Augustine, Sermons 352.7 (Patrologia Latina, vol. 39, col. 15575; tr. Edmund Hill):
Tell me, though, when you pardon someone from your heart, what are you losing? When you pardon the person who sins against you, what will you have less of in your heart? It's from there, you see, that you are forgiving, but you're not giving anything away. On the contrary, indeed, a kind of wave of charity was sweeping over your heart, and so to say welling up from an inner spring; you nurse hatred against your brother, you have blocked up the source. So not only do you lose nothing when you pardon, but you are watered more abundantly than ever. Charity is not limited at all; you place a stone of offense there, and you're limiting yourself. "I'll get my own back, I'll get my revenge, I'll show him, I'll do it." You're all steamed up, you're wearing yourself out, when by granting him pardon you could be without a care in the world, live without a care in the world, pray without a care in the world.

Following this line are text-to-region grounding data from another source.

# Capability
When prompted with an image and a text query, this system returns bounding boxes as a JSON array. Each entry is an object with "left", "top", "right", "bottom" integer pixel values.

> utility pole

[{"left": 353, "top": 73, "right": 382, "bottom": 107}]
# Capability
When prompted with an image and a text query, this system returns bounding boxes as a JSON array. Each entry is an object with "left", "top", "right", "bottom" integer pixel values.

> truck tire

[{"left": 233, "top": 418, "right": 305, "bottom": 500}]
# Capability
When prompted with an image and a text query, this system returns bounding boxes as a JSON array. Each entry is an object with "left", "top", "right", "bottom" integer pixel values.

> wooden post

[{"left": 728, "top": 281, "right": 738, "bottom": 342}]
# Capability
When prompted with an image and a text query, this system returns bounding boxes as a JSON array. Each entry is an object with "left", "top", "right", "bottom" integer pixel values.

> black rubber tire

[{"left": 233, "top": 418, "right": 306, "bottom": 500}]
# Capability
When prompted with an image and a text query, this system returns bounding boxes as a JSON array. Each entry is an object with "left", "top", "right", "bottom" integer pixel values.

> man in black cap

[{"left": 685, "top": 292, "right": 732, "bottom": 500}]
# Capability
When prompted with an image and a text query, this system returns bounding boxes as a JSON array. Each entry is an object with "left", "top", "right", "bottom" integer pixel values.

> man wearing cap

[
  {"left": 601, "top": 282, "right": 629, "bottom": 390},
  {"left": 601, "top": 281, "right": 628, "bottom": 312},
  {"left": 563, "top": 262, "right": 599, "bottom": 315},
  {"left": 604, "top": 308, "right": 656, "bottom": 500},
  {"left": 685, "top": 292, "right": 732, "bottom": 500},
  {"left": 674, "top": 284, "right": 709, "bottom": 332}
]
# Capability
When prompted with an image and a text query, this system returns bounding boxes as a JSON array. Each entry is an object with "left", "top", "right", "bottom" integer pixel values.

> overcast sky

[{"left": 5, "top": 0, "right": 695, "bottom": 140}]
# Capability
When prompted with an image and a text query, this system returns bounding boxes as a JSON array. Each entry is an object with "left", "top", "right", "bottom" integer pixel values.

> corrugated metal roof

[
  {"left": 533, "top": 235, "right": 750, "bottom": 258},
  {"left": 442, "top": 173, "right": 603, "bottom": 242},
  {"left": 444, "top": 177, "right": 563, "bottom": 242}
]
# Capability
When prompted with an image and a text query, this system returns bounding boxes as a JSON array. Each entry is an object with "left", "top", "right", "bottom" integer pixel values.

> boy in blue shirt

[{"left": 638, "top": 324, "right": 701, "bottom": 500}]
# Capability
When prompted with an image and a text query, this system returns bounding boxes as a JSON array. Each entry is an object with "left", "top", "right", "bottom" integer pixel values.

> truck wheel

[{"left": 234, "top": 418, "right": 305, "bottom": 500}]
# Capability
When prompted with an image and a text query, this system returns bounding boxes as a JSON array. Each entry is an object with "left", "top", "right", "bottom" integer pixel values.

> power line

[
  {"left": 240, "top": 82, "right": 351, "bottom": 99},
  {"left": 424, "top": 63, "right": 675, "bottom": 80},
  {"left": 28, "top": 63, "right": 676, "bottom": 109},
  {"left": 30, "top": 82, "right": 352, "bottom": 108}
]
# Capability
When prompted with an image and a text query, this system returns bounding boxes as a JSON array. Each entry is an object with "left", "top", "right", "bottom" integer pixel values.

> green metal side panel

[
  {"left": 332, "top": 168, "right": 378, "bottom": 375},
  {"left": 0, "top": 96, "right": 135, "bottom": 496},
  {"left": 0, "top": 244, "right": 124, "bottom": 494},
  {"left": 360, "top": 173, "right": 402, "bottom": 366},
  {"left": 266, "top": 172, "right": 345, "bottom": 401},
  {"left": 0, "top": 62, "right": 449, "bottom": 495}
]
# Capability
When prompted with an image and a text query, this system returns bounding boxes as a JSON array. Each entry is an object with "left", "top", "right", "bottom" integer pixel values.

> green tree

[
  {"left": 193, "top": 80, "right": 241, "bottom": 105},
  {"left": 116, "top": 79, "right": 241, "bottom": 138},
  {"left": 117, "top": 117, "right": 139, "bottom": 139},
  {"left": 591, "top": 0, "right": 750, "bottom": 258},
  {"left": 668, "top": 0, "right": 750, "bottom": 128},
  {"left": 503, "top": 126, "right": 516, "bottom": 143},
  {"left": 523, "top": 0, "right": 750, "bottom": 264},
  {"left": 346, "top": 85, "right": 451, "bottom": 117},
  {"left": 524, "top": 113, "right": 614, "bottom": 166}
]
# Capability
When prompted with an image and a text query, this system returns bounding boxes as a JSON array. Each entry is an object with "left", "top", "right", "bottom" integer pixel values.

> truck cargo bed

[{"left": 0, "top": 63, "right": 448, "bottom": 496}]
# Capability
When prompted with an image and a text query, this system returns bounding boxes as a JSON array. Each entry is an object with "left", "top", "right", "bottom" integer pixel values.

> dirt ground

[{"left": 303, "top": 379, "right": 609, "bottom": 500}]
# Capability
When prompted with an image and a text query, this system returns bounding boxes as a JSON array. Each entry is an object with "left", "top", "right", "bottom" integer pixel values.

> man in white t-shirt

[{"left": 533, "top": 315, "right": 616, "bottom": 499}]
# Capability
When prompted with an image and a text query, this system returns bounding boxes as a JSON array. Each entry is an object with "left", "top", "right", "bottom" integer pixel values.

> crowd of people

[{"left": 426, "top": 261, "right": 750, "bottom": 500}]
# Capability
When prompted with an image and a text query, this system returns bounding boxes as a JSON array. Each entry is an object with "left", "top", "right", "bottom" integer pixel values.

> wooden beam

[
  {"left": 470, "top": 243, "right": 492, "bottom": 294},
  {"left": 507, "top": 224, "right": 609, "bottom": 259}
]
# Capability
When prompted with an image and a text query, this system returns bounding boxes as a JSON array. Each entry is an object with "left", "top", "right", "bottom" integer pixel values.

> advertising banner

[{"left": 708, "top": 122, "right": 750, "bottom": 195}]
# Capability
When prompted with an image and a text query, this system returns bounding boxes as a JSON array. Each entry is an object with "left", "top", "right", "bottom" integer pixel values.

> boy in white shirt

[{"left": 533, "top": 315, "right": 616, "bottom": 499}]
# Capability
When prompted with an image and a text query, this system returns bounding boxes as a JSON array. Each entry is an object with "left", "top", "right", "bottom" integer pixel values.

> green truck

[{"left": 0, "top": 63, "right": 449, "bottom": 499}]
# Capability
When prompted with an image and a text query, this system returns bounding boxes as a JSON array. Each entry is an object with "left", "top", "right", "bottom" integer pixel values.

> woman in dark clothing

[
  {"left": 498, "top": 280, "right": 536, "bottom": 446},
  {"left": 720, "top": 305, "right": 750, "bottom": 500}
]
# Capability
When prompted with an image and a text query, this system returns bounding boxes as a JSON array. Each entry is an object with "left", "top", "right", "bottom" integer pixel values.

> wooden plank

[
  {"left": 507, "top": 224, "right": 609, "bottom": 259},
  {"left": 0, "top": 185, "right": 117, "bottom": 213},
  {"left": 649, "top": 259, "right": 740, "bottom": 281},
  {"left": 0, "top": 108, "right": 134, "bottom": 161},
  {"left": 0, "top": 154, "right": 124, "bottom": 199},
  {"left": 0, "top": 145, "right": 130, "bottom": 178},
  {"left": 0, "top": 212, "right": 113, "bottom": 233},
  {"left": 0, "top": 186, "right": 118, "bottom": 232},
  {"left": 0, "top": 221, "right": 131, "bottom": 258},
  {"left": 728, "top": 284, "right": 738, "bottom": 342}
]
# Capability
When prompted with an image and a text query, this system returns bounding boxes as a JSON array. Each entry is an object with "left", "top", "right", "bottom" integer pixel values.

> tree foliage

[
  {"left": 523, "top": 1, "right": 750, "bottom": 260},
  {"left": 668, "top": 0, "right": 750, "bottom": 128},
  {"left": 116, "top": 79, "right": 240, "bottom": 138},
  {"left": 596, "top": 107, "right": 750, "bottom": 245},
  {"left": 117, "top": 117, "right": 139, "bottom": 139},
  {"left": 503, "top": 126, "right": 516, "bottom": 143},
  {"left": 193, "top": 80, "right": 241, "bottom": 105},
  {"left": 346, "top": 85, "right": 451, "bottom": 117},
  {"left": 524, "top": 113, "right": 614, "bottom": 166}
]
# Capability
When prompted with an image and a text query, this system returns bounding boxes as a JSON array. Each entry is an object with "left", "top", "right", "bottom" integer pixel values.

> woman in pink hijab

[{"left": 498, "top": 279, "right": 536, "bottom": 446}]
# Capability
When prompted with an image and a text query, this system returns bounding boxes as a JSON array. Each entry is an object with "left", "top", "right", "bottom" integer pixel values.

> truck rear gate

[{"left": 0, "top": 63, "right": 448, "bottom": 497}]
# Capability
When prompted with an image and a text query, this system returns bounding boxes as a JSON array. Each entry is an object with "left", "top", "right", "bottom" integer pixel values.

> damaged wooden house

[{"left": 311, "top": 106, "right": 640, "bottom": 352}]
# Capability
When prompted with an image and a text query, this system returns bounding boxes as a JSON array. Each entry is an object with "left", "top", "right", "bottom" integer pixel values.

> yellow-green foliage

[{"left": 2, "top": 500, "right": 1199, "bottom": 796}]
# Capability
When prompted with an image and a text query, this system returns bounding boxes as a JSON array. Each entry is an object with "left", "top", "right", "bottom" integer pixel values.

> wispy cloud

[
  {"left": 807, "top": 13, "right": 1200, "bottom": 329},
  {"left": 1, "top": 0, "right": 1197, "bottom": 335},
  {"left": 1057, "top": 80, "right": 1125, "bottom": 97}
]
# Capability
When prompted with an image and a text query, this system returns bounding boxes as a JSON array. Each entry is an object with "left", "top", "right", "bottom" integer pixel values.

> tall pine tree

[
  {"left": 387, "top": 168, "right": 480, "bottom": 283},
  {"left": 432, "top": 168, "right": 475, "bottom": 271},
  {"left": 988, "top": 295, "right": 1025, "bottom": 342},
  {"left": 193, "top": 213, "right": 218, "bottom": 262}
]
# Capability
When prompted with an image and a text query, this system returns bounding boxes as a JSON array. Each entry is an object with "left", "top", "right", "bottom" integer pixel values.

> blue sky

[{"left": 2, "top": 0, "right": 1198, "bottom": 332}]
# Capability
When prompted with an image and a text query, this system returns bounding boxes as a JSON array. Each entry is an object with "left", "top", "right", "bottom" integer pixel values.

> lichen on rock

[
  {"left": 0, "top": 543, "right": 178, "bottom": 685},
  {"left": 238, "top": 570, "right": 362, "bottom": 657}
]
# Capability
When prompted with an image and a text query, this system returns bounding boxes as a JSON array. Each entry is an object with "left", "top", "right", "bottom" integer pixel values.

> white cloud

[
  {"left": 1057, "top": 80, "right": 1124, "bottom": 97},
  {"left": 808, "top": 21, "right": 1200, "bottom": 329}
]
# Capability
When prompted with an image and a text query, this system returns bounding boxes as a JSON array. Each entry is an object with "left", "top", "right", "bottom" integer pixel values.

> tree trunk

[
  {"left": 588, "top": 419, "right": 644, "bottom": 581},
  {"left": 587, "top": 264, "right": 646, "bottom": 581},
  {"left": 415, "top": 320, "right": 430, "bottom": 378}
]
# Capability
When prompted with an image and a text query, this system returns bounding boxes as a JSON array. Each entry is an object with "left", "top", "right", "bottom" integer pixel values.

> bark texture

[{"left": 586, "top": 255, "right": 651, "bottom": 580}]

Dic mihi, cum ignoscis de corde, quid perdis? Cum ignoscis ei qui peccat in te, quid minus habebis in corde tuo? Inde enim dimittis, sed nihil amittis. Immo vero unda quaedam caritatis ibat in corde tuo, et tamquam de vena interiore manabat: tenes odium contra fratrem, obturasti fontem. Non solum ergo nihil perdis, cum ignoscis; sed abundantius irrigaris. Caritas non angustatur. Ponis ibi lapidem offensionis, et tu tibi facis angustias. Vindicabo me, ulciscar me, ego illi ostendam, ego faciam: aestuas, laboras, cui licet ignoscendo esse securum, securum vivere, securum orare.